Using a cadaver study, we have shown that DXR is robust and stable for measurements of BMD over a follow-up time of 6 and 12 months. The in-vitro precision (CV%) over 6 months for the four systems ranged from 0.22 to 0.43%, and for one system, no difference in the long-term precision data was found between 6 months and 12 months.

Annual loss of DXR-BMD for RA patients has been reported to range from 1.7% [4] to 10% in patients with early RA [11]. Thus, the ability to detect small changes using DXR based on the good precision reported here means that a significant loss can be detected within a short interval in RA patients with high disease activity. This may be of clinical importance, as changes in DXR-BMD have been shown to be strongly associated with markers of disease activity, disease severerness, and to future radiographic joint damage [4, 1216]. While CV% is calculated using the mean BMD, SDD gives an absolute estimation of the random measurement error, which in our study was low and ranged from 0.0034 to 0.0054 g/cm2.

As the cadaver phantoms are fragile and cannot be sent by mail, we were not able to test all cadaver phantoms on all four X-ray machines, which is a limitation of our study. However, this most likely only had a minor influence on the results. The BMD level for all three cadaver phantoms were in the middle range of BMD values seen in adult individuals. Theoretically, more cadaver phantoms with a broad range of BMD should have been tested. For dual-energy X-ray (DXA), precision has been reported to be better for higher BMD levels than for lower BMD levels [17]. In a recently published short-term study, no major differences in the DXR BMD precision were found between high and low bone density [5]. Thus, the precision for the DXR method seems to be less influenced by the BMD level than DXA. In this same study, we reported that different X-ray systems measured different values for the DXR-BMD on the same phantom [5]. Although these differences are small, they may have a significant influence on individual bone density follow-up results. Thus, in follow-up of a patient, the same X-ray system should be applied to achieve the most reliable results.

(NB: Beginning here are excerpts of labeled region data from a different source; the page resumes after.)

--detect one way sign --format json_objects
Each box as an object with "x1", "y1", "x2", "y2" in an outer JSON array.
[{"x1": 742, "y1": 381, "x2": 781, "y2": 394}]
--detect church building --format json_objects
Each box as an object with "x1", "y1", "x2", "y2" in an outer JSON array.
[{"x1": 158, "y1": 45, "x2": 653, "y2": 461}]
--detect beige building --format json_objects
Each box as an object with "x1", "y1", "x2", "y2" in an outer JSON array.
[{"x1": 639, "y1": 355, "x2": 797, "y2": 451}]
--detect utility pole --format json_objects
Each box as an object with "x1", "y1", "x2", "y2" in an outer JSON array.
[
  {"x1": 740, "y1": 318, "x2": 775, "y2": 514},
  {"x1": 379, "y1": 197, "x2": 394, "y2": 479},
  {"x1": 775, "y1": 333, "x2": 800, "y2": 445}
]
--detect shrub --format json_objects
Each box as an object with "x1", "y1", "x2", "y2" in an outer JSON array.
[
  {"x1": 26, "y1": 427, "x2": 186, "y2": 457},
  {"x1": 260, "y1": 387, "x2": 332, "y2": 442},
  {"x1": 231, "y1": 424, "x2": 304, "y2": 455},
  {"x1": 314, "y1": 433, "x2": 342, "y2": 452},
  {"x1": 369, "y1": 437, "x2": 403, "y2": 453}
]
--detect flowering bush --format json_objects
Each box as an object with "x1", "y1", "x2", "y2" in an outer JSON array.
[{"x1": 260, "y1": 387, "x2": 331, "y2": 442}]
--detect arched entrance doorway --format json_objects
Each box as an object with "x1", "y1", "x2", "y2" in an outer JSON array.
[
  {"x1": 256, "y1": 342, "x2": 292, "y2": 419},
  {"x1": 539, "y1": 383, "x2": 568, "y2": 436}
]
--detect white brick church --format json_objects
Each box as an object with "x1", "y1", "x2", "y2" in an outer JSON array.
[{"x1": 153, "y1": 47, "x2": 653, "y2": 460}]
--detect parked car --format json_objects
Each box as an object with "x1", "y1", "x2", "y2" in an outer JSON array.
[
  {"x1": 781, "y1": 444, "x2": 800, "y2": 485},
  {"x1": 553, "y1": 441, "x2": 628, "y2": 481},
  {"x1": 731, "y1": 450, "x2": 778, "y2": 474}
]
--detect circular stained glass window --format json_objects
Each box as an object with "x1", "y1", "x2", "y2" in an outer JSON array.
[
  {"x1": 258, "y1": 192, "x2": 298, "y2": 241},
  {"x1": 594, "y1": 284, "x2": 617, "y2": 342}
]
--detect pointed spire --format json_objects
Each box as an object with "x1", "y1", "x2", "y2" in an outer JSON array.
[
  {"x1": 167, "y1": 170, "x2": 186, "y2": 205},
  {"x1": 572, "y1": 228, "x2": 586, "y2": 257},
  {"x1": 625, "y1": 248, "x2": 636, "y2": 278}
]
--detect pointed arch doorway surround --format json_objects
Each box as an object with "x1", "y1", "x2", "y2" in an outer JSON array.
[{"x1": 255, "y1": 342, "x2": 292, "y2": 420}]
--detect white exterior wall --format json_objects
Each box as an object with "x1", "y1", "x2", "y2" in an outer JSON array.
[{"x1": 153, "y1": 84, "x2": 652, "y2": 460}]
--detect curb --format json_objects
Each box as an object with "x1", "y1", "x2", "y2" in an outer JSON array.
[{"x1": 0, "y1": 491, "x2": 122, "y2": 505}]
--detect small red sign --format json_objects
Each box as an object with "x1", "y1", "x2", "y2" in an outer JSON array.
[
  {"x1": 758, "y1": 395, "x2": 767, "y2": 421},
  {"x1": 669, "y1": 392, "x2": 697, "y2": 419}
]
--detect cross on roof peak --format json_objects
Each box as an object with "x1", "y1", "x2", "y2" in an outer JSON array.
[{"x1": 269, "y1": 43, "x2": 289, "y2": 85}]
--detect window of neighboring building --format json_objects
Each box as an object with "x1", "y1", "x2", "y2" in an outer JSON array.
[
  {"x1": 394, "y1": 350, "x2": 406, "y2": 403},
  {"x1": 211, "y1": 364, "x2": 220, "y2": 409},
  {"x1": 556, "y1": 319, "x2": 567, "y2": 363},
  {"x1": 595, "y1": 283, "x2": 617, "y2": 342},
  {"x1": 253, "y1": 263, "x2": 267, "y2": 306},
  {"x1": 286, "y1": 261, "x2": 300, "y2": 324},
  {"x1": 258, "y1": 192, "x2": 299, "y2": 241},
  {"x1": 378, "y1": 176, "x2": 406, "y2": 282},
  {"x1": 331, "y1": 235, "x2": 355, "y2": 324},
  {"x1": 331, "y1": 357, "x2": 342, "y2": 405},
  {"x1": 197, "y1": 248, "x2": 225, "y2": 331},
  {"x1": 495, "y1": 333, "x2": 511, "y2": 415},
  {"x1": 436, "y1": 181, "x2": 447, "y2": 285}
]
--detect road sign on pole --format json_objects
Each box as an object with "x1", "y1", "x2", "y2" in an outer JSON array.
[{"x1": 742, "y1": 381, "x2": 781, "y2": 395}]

For logistic reasons, we performed cluster measurements at the different time points instead of daily measurements, which is a limitation of our study. Everyday measure of the phantom would have made it easier to observe if the measured values were drifting as a trend over time or more a stepwise shift after, e.g., change of the X-ray tube. However, as depicted in Fig. 1, we found only minor variations for the mean DXR-BMD values between the various time points. Further for FujiXG1, we found no difference in CV% or SDD between 6 and 12 months.

In previous DXR studies calculating bone density on conventional hand X-rays, the precision did not seem to be significantly influenced either by film brand, film focus distance, or exposure level, but tube voltage may have an influence [18, 19]. For the Sectra MicroDose X-ray machine, the tube was changed between 0 and 3 months, however, the voltage was 35 kV at all time points. This change of X-ray tube did not appear to influence the reproducibility of the BMD measurements (Fig. 1).

We conclude that in vitro long-term precision for direct DXR is comparable to previously reported short-term in-vitro precision data. The DXR method may thus be a potential important research and clinical tool for follow-up of changes in hand bone density, in particular for assessment of patients with osteoporosis and RA.